If you are talking about rinsing and washing the gold powder a link to the written form can be found in the Guided Tour -> Reactions List.

If you want a video of the process check out my latest DVD : Testing and Refining Karat Scrap available at my webstore (link below).

Steve


----------



## Dravin (May 16, 2012)

hey there lazersteve, quick question where is your original posting on the nitric acid recipe?
100ml h2o
175gr nano3
56 sulfuric


----------



## lazersteve (May 16, 2012)

You can find it in the Guided Tour--> Reaction List--> Cold Nitric Acid Recipe

Steve


----------



## trashmaster (May 22, 2012)

Hi Chickenhawk... 

Don't count your values untill you do all of the washes,,,;;

Been there and done that ;;;;;



Trashmasters ( paul)


----------



## chickenhawk (Jun 4, 2012)

So i've noticed.

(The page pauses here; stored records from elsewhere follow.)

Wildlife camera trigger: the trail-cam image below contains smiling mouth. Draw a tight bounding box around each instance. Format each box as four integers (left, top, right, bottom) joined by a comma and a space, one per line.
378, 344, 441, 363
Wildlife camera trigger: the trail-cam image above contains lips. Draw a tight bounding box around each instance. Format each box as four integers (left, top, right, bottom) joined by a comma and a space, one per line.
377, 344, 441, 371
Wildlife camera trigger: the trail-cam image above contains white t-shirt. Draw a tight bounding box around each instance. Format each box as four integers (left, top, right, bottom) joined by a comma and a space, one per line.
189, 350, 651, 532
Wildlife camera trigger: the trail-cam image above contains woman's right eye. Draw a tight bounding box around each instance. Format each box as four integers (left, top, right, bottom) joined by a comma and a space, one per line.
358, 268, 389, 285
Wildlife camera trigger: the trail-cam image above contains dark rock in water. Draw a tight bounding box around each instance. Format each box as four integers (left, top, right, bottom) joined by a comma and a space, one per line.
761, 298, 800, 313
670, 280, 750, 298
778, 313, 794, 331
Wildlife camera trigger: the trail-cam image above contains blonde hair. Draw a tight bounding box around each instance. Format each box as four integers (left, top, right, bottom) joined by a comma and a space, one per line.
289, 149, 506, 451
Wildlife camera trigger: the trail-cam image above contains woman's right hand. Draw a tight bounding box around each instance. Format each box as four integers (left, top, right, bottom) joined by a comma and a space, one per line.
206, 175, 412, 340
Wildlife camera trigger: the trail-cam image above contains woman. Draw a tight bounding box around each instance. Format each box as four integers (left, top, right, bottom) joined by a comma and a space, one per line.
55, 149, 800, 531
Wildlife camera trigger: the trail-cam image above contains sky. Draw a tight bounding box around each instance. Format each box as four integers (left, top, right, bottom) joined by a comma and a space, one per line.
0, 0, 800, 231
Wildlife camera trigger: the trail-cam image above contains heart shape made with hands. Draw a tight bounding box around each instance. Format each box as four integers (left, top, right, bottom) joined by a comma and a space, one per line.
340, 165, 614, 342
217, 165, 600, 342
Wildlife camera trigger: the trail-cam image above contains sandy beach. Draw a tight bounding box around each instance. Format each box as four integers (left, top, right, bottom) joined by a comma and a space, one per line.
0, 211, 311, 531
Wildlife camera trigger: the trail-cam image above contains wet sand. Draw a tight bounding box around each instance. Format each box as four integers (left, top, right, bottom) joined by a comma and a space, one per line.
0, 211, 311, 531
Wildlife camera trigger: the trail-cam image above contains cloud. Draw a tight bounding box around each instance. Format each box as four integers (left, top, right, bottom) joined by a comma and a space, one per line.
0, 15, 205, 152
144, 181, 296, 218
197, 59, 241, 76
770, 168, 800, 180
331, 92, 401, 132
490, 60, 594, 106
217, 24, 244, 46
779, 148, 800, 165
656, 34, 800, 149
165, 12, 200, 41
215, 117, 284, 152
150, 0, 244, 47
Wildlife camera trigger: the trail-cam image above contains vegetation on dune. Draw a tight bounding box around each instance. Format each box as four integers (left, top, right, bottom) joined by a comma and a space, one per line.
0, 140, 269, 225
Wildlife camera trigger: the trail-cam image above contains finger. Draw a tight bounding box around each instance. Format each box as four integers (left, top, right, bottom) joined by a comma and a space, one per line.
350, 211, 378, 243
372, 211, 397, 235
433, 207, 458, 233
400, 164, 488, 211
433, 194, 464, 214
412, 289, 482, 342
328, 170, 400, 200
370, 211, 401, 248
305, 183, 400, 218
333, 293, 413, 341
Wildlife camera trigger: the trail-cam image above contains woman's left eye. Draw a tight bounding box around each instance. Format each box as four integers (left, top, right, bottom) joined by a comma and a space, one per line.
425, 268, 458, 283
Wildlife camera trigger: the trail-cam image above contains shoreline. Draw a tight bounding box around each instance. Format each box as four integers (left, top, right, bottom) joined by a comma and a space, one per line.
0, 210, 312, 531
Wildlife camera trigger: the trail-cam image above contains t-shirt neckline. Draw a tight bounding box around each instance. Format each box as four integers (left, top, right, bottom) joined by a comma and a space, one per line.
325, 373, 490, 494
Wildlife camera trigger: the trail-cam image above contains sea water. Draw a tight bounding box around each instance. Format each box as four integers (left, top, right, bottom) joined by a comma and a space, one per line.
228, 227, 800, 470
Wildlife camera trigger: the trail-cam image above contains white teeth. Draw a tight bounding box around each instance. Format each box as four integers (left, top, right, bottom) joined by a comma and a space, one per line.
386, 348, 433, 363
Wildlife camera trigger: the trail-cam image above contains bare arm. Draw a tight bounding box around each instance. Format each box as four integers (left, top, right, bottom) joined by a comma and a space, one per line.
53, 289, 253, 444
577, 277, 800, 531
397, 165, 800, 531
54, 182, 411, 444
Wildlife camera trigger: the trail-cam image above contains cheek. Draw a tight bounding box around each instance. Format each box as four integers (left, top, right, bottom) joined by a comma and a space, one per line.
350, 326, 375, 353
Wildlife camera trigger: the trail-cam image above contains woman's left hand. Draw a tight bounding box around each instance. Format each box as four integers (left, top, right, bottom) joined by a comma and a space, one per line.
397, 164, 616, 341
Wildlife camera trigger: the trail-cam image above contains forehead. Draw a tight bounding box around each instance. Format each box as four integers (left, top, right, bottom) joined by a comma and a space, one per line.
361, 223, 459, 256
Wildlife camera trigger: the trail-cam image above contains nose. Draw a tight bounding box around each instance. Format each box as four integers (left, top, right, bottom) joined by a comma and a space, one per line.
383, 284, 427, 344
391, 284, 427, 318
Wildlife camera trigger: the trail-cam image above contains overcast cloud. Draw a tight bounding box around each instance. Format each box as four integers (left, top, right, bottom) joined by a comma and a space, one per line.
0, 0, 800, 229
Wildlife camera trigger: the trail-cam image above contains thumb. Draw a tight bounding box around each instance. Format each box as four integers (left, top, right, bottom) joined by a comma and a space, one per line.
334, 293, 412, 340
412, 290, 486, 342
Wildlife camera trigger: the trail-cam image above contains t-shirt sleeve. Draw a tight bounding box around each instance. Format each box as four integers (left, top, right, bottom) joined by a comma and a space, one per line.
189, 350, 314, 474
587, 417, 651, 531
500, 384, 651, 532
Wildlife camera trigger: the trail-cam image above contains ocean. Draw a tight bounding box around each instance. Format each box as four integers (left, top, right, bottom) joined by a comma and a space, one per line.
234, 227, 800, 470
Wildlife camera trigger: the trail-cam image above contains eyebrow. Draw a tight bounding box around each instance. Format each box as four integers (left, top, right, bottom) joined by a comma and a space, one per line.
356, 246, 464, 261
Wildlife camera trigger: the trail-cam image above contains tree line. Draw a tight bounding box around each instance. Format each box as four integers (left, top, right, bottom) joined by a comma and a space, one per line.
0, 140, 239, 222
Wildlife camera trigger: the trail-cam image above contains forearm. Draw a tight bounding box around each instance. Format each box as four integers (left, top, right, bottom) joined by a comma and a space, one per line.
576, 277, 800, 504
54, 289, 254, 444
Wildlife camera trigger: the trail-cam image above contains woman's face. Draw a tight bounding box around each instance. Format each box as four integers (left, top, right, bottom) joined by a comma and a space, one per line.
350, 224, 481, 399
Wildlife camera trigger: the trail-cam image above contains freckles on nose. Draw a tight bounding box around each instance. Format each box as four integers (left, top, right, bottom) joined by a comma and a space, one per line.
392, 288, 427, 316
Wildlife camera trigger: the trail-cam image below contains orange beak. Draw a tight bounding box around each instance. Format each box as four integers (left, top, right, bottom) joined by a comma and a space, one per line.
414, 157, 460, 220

Good advise though, thanx. Maybe i'll go for an 883 instead.


----------



## Jill (Jul 12, 2013)

I am new to this. I am trying fingers on computer boards. I think I started with too much AR initially, and now the gold won't drop because I'm having trouble getting rid of the excess nitric...I have Hokes book, and am using it as a guide but still having trouble. For one, the urea I got was in rose fertilizer. I didn't add water to it before adding it to the AR to increase pH. Is that ok? Like I said I don't think I got the nitric out cause the SMB isn't dropping the gold.
Also. After I get it evaporated out (hokes) can I use this other stuff I got instead of the SMB? It's called Stump remover. I assume that means stump out. And if so, do I add water to it before putting it in the AR solution? 

Also trying another way that someone had on Internet. Took fingers. Added equal parts HCl and Hydrogen peroxide. Gold all came off easily. Do I now get that gold and put it in AR like I was just starting since the gold hasn't gone into solution yet? I do the same steps right?


----------



## kkmonte (Jul 12, 2013)

Jill said:


> I am new to this. I am trying fingers on computer boards. I think I started with too much AR initially, and now the gold won't drop because I'm having trouble getting rid of the excess nitric...I have Hokes book, and am using it as a guide but still having trouble. For one, the urea I got was in rose fertilizer. I didn't add water to it before adding it to the AR to increase pH. Is that ok? Like I said I don't think I got the nitric out cause the SMB isn't dropping the gold.
> Also. After I get it evaporated out (hokes) can I use this other stuff I got instead of the SMB? It's called Stump remover. I assume that means stump out. And if so, do I add water to it before putting it in the AR solution?
> 
> Also trying another way that someone had on Internet. Took fingers. Added equal parts HCl and Hydrogen peroxide. Gold all came off easily. Do I now get that gold and put it in AR like I was just starting since the gold hasn't gone into solution yet? I do the same steps right?



Hi Jill, Wow, where to start. I think you need to do a lot more reading on this forum and of hokes before you do anything else. But past that, my advise would be to put the AR/nitric away for now. If you are just processing fingers, you should be using the AP (acid peroxide) method which you said you did in the second part of your post (incorrectly though, you don't want equal parts of HCl and H202 or else you'll dissolve gold. You should start with 2 parts HCl and 1 part peroxide (3%) to get the re-action going. Once the solution turns emerald green, you can just use an aquarium bubbler and bubble oxygen into the solution and not add any more peroxide. You can re-use this solution for a long time as long as you keep it clean (don't put other metals in it other then copper) and just re-use this for fingers.

You want to use Bonide brand stump out, (you need Sodium Metabisulfite, that is what SMB is), not Sodium Metabisulfate. (notice the ate at the end).

Also put the urea away, the general opinion on this forum is that urea should be used on your lawn and plants, not in refining. You will want to rid the excess nitric some other way (either evaporation or adding gold, etc.).

I didn't list all the steps for each part, but just a little bit of info so you can know what you should be looking for on the forum. And of course, above all else, safety is the number one concern for yourself and others.

Ken


----------